Rabbenu
A Discussion of Messianic Judaism, the Emerging Messianic Jewish Paradigm, and Related Leadership Issues from the Preoccupied Mind of Rabbi Stuart Dauermann, PhD.
All Contents ©2004-2007 Stuart Dauermann - ALL RIGHTS RESERVED
Sunday, January 21, 2007
Seeds, Weeds and Walking the High Wire: The Weed of Antinomianism
This posting is the fourth part of a series on where the Messianic Jewish Movement needs to be heading and why.
Sowing and growing the seeds of zikkaron/anamnesis and prolepsis is no uncontested operation. There are always weeds. I will name four. The weed of antinomianism is the first.
For more than thirty years, in Jewish Yeshua-believer circles, Arnold Fruchtenbaum has held a unique position as a tightly organized and highly focused Bible teacher. Although his audience among us is less than it once was, the spores of his perspective on Torah observance continue to sprout stubborn weeds throughout our Big Tent. I have chosen him because he is an especially focused example of the matter I am addressing. However, nothing I say should regarded as indicative of disrespect. I like Arnold Fruchtenbaum, and respect him. However, his views are problemmatical.
Fruchtenbaum says that the authority of the Mosaic Law has been annulled with the death of Messiah.
The Law is a unit comprised of 613 commandments, and all of it has been invalidated. There is no commandment that has continued beyond the cross of Christ. . . . It has completely ceased to function as an authority over individuals. Arnold G. Fruchtenbaum. Hebrew Christianity: Its Theology, History, and Philosophy. Seventh Printing. (Tustin, CA: Ariel Ministries Press, 1995), 86.
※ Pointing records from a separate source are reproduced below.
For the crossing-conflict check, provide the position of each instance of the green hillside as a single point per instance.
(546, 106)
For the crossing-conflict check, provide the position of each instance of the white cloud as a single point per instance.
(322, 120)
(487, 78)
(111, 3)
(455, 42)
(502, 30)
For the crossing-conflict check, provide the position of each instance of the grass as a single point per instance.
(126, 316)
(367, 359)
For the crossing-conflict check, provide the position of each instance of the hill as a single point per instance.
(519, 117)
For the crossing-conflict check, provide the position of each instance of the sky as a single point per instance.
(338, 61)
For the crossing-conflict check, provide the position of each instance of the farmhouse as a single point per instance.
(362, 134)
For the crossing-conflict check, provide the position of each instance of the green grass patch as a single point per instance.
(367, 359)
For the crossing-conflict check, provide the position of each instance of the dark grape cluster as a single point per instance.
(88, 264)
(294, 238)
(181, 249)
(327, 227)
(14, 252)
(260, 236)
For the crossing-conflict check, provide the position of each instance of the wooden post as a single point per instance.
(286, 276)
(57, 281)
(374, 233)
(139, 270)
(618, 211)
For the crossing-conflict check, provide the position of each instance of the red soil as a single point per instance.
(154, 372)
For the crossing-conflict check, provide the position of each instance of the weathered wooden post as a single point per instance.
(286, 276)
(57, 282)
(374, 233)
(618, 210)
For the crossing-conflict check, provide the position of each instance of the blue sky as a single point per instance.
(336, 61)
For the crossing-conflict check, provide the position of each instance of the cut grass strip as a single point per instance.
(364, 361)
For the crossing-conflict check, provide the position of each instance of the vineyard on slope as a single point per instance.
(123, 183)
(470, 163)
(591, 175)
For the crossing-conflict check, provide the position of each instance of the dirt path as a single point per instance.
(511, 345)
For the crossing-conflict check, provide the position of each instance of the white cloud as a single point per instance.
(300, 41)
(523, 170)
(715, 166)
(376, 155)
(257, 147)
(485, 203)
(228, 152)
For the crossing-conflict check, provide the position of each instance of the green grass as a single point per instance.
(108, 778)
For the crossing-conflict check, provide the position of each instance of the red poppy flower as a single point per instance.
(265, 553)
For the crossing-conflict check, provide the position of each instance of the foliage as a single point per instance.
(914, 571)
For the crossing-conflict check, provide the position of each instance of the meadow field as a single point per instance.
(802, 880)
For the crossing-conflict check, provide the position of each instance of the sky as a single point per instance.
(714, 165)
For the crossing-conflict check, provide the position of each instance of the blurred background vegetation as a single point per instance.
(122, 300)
He teaches that although there are those who may choose to obey some aspect, or even many aspects, of the Torah, as a badge of Jewish identity or means of identity preservation and inter-generational transmission, such actions must only be treated as matters of personal preference, and never regarded as either obligations or communal norms. For Fruchtenbaum and the Dispensationalism he champions, Torah obedience no longer has mandatory force. The one exception he allows is for those commandments required by Newer Testament teaching, by what he terms “the Law of Christ.”
It is right that we respect Fruchtenbaum and others like him who have worked hard and served well. However, spores spread by his brand of Dispensational theology posit the nullification of the Torah of Moses as a mandated standard of Jewish practice, and transplant personal volition and New Covenant standards in the place formerly occupied by Jewish life. We might even consider this a form of neo-Marcionism, under which the expired, defunct, and impotent Older Testamental statues, ordinances, and commandments of God are replaced by a more “enlightened” canon, the Law of Messiah.
If we are only under the Law of Messiah, in what ways, beyond simply familial nostalgia and genetic markers, are we, our calling, and our legacy, actually, rather than simply theoretically, different from other Yeshua believers? This perspective converts our covenantal Jewish identity into a genetic claim nurtured by nostalgia and collections of memorabilia, sustained by periodic get-togethers with other Jews.
Adherents to such a perspective are exiles from ongoing Jewish life and community, consigned to remember Zion by the waters of a strange theological Babylon, But how can we sing the songs of Zion in such a foreign land, exiled from the life of Torah, our spiritual homeland, and from the community to which we are joined by covenant?
Living under the Newer Covenant Law of Messiah, while treating the life of Torah obedience as “nice if that’s your style,” substitutes the cut glass of nostalgia for the bright diamond of Jewish covenantal life and community. Abandoning Israel’s call to covenant faithfulness dooms the Messianic Jewish Remnant to irrelevance. Instead, we condemn our families, our congregations, and our entire Movement to eventual assimilation, while nullifying our capacity to assist wider Israel in achieving and fulfilling its foreordained destiny and to walk in that faithfulness to which Hashem calls them--and us as well.